Prosperity’s Quest fund was the best performer globally for the decade ending December 31, 2009, with a return of 3,300%, according to data from Morningstar.
East Capital, which was set up in 1997 specifically to target investment opportunities in Eastern Europe, has been hugely successful and grew in size at one stage to about $7bn in assets under management.
The group, which currently manages about €2.6bn, has offices in Stockholm, Hong Kong, Luxembourg, Moscow and Tallinn.
Its chairman Peter Elam Håkansson famously encountered a Soviet submarine after it ran aground on the east coast of Sweden in 1981. As a 19-year-old Swedish marine, Håkansson got an early taste of how to tangle with Russians after being sent out to guard the submarine.
In a book published in 2012, Håkansson recalled the “exhilarating events” for him and his comrades. “Here were two neighbouring European nations that should be trading with each other and engaged in developing mutual prosperity instead locked in an ideological battle that had spiralled out of control.”
A month after the war broke out this year, Håkansson admitted it was difficult now to value companies in Russia and it will be difficult to take money out of the county for “a long period into the future”.
In an interview posted by East Capital, Håkansson said his best advice is to “simply wait and see”, to make the best out of the situation and to reduce the losses for investors as much as possible.
He said: “I don't see this being a market that people are going to be able to invest in freely for a long, long time...for risk-related and ethical reasons."

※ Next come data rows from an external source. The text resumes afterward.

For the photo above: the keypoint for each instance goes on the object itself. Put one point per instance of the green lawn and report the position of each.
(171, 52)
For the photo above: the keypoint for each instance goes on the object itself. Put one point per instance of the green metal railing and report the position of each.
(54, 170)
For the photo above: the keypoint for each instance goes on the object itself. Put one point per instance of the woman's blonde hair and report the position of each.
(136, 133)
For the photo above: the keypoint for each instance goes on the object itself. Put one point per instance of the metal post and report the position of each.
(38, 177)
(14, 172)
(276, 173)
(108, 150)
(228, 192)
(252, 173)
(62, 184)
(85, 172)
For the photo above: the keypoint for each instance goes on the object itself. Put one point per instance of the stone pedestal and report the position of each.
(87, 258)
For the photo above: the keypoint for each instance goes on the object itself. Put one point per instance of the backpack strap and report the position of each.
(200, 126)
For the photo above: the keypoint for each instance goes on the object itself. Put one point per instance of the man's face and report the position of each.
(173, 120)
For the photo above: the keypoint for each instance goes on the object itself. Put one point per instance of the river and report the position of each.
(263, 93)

Despite Håkansson’s pessimism, East Capital has been lobbying “various stakeholders within the EU” in an attempt to initiate certain exemptions, which would facilitate the transfer of shares and ensure that EU investors do not get punished by EU sanctions targeting the Russian state.

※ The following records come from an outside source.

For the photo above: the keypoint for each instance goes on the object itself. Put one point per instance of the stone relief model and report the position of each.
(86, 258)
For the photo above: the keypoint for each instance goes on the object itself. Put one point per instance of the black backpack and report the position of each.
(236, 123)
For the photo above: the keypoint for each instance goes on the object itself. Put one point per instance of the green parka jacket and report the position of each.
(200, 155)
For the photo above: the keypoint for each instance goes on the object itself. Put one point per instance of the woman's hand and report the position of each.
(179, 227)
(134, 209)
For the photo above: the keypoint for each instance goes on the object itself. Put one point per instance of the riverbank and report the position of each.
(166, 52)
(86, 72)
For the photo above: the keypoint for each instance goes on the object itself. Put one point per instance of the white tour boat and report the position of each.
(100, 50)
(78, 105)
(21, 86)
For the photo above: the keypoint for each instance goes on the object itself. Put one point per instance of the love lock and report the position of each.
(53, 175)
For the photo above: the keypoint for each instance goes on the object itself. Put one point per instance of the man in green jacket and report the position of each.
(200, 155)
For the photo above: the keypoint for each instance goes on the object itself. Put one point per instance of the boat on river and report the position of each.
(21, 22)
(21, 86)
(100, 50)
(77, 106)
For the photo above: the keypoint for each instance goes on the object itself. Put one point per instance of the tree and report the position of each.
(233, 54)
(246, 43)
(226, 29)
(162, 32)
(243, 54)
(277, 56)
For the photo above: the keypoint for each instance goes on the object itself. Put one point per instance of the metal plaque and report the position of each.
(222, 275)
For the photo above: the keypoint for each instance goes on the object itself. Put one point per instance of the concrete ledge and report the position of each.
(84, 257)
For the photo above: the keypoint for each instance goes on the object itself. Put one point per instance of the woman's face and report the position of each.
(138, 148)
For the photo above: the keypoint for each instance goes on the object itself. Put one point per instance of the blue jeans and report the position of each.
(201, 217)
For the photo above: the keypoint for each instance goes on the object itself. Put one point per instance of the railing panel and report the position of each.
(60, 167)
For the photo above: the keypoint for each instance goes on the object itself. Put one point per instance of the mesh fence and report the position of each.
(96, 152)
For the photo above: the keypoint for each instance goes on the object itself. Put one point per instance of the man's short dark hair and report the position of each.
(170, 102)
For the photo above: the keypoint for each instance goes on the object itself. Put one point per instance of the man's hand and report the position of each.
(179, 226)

The Russian market was due to open in late June to non-resident investors but this was postponed due to EU sanctions being imposed on the National Settlement Depository (NSD), which creates significant obstacles for EU-based funds trading local shares in Russia.
East Capital said the move to sanction the NSD was unexpected and makes it nigh on impossible for European investors to trade Russian equities.
“Indeed, all our positions are held in the NDS, with whom brokers and custodians are reluctant to have any dealings with until there is clarification around sanctions,” said East Capital. “Our hope is that this is an unintended impact of these sanctions, and the EU will issue a clarification that permits trading of secondary equity and debt via the NSD.”
While both companies have shuttered their Russian and Eastern Europe funds to trading, Prosperity Capital and East Capital are understood to be still charging their clients fees.
In its recent filing, Prosperity said in June this year some of the investment funds managed by the group had agreed “to use alternative calculations of portfolio values in order to calculate management fees, although only certain management fees have been paid in 2022.”
Furthermore, Prosperity’s directors are continuing to meet regularly to consider lifting the suspension of portfolio valuation calculations and the resumption of regulator payment of management fees, in the event that the sale of securities becomes a reality.
Despite the turmoil caused by the freezing of their investments, Prosperity director Joseph Keane said the firm has sufficient funds to meet liabilities for at least the next 12 months.
“The group will continue to monitor the sanctions environment, securities market and geopolitical events,” said Keane in the filing. “However, as a result of the impact of the invasion of Ukraine on the group and company’s ability to generate revenue, the directors have concluded that there is a material uncertainty related to events or conditions that may cast significant doubt on the company’s ability to continue as a going concern.”